Perhaps an animal metaphor would serve to help explain the sacred and profane. Which do you feel more, the vulture or the bunny?
I feel like the mother rabbit. Ah, then you favour the sacred, if only lightly.
Anyone else want to answer? Vulture or rabbit?
Rabbit. Sacred.
Vulture. I think this is why I don’t understand when people think I’m nice. The association of one with nice and the other with cruelty is misguided. Rabbits can be fierce. They can eat their young and kill each other in competition for limited resources.
A rabbit with vulture tendencies, except when I’m a vulture with rabbit tendencies. You spend equal time in both grounds?
Yes. I have many animals within me. We are ultimately an entire food chain, so identifying one foot doesn’t cut off the other. But you do start with either the right or left.
Even God has a left hand. Yes.
For myself, it’s vulture. The vulture actually leaves well enough alone. They almost always only eat the dying or the dead. For myself, I look for the dying. Those who hurt call to me. I can sense something in them that I feel the urge to remove from their world. When I have taken that little pound of already necrotic flesh, I wait and try to guide them to water if they can get over their fear of what I seem like.
Something like road kill? Exactly, path kill. I prefer to catalyze people from time to time. It’s my way of helping.
I’m a honey badger, look out! You are valiant in the camp of the sacred then.

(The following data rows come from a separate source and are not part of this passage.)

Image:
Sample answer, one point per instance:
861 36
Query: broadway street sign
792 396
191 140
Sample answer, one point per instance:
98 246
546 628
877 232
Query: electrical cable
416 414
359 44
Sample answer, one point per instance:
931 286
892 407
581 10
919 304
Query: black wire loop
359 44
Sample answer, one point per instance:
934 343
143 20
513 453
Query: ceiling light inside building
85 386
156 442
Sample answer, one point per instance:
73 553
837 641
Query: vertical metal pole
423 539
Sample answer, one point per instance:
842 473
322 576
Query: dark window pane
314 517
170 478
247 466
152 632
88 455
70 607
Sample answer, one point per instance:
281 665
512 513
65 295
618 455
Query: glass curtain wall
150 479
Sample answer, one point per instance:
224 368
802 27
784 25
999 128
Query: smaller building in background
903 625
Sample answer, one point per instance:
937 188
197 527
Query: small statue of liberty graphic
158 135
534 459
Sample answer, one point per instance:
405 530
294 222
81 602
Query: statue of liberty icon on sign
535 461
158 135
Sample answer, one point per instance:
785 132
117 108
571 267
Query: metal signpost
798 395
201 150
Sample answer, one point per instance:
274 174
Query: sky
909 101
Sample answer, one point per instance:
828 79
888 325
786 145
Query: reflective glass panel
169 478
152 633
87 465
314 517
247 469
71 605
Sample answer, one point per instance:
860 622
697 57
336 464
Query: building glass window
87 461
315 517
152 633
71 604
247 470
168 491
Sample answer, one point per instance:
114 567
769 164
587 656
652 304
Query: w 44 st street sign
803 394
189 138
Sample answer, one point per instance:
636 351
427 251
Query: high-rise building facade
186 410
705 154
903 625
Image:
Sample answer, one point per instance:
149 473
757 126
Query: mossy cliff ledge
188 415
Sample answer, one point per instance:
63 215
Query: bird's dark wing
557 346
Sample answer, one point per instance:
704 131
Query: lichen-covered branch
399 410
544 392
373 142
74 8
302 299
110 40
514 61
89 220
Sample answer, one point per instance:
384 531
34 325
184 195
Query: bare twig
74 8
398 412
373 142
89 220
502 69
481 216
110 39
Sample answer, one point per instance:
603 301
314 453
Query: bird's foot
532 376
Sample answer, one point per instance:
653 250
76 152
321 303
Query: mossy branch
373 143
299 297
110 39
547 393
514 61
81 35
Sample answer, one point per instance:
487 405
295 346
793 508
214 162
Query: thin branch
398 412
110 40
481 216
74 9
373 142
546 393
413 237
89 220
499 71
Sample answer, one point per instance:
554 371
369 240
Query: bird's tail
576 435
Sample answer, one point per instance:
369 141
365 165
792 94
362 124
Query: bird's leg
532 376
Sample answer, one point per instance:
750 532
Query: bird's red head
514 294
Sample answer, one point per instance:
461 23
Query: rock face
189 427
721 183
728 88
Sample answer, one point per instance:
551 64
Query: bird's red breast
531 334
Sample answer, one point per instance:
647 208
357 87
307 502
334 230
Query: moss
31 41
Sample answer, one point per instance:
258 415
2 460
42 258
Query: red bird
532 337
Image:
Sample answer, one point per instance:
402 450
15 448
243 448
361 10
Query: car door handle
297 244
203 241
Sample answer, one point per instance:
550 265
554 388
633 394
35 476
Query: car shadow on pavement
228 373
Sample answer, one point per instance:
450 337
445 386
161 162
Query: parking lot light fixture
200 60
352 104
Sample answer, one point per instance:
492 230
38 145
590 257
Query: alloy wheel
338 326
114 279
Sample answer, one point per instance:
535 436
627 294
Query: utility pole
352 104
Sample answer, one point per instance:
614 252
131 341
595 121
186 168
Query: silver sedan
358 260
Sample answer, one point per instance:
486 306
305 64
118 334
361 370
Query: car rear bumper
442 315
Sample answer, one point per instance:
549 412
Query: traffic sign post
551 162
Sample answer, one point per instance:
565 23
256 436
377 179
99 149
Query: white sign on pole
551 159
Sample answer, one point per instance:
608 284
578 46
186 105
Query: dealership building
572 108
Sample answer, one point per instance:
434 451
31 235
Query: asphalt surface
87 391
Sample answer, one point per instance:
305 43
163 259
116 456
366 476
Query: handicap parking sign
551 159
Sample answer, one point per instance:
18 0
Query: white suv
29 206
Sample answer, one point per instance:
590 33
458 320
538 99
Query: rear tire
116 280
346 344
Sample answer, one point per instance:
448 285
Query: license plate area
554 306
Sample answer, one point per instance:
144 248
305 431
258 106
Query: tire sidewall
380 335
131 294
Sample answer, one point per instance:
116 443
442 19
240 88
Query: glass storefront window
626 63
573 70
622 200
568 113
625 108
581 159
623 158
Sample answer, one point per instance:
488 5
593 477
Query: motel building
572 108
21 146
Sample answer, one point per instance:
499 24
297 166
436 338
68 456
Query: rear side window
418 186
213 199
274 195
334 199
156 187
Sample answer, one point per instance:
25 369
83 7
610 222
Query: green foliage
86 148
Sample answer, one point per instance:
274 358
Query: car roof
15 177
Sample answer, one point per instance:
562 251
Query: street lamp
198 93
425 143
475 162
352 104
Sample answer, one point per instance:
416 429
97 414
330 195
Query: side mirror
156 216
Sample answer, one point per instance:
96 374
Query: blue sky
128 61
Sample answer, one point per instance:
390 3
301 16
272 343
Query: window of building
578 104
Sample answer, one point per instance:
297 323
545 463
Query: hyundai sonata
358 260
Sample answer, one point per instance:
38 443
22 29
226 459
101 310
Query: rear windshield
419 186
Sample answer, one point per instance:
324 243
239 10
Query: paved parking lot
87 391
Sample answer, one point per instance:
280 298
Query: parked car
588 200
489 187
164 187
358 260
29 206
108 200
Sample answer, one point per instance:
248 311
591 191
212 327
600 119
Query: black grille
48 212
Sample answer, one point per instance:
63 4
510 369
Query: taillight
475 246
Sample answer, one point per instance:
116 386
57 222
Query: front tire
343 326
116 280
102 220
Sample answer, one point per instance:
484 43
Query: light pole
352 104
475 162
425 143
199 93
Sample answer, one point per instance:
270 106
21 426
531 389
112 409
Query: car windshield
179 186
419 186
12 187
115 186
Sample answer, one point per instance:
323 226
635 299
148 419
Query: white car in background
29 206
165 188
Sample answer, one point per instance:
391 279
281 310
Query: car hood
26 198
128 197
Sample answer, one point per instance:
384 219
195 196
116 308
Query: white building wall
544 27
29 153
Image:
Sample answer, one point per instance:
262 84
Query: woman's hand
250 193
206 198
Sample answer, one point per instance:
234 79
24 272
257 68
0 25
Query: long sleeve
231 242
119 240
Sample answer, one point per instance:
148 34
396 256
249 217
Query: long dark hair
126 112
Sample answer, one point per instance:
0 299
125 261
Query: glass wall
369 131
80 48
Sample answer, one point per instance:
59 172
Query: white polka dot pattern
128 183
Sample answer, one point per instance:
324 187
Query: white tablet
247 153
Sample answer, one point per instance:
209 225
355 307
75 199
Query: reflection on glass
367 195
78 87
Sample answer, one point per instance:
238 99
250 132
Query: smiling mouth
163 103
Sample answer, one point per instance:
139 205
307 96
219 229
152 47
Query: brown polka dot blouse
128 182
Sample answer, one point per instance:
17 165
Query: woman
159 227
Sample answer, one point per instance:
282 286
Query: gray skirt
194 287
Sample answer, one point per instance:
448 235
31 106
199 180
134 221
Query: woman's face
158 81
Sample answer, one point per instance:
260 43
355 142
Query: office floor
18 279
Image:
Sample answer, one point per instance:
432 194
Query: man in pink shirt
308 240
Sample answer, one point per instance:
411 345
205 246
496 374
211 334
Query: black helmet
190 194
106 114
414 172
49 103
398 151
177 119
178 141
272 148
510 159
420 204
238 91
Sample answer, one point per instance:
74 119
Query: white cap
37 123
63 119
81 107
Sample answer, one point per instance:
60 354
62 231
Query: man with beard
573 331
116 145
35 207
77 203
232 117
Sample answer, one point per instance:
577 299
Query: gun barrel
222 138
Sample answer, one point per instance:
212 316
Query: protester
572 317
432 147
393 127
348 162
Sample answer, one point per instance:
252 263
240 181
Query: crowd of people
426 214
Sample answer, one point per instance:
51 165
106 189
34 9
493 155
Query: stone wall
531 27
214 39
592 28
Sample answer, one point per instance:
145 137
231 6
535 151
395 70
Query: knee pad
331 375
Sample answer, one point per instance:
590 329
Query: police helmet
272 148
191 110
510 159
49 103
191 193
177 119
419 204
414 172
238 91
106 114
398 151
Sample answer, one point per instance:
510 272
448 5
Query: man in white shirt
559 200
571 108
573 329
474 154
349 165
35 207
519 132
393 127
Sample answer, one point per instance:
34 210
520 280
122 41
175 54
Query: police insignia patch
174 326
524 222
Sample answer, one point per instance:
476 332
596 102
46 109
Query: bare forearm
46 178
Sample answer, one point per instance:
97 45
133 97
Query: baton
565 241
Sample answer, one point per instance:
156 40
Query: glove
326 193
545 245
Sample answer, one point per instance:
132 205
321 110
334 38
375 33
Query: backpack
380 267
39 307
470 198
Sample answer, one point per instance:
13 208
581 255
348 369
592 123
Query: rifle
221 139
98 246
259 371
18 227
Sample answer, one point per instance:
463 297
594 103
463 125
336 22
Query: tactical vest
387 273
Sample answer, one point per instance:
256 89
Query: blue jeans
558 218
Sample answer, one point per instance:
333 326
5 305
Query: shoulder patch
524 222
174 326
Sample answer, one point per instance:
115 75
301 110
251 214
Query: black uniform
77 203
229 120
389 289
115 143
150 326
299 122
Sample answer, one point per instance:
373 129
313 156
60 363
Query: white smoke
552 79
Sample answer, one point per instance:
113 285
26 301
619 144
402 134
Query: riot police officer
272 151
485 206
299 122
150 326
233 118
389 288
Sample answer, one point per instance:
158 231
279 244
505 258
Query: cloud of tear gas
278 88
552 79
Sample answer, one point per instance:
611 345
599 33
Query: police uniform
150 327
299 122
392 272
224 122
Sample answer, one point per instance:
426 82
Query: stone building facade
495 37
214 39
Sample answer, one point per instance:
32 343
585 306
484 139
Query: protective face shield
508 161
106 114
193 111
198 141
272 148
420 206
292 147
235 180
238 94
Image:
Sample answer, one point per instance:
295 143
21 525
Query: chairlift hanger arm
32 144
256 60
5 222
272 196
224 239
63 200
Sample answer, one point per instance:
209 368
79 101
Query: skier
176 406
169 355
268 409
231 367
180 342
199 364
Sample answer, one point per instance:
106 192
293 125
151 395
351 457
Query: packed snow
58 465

In the end, the lesson of Khepera holds out. Khepera was the Egyptian deity associated with the dung beetle. All the forgotten choices and wasted opportunities will pool and from them new life return. Any option not taken will remain as a fertile field of choice next time. For myself, I prefer to have a home and not go to the poles. The waters always return to the waters, and each sea speaks to its own essence. I don’t advocate blind typecasting of people, just orientation in the way that is natural for you.
Your consistent message is to make a choice. Make a choice, take that breath, look both ways then cross the street.
Find a side. Find a side and come along to the bigger space between. At some point you started your day in bed. Is this in any way a bad thing?
I like the sacred side, but doesn’t mean you can’t visit the other side once in a while. Indeed, it doesn’t. If anything, there is much to learn from looking at the other side. When the car to the right is going to make a left hand turn, they mean you no harm. They are not your enemy, but ignoring them will cause problems. There is no enemy anywhere, but can you recognize that on a highway with no lines? I find that the reason why leads to wisdom in choices of what.
Deploy spikes and oil slicks. I’m sorry. I think I am being profane. That is welcome here, and I am likely acting like one of the sacred. I don’t do anything wrong in doing so, but I do recognize that I will gravitate back to my centre. I hope I didn’t offend. It was never and is never my intention.
Are animals on the sacred side? Most of them, but even the animal kingdom has its profane contingent. Nature needs the flies and spiders and vultures and jackals, all the eaters of the dead and carriers of disease, but those are perhaps fortunately fewer. The consequences of there ever being none at all would be most dire.
So if anything, what is needed by both sides is love. Love of who they are so they can love all others as they are.
Your thoughts are welcome. Be well friends.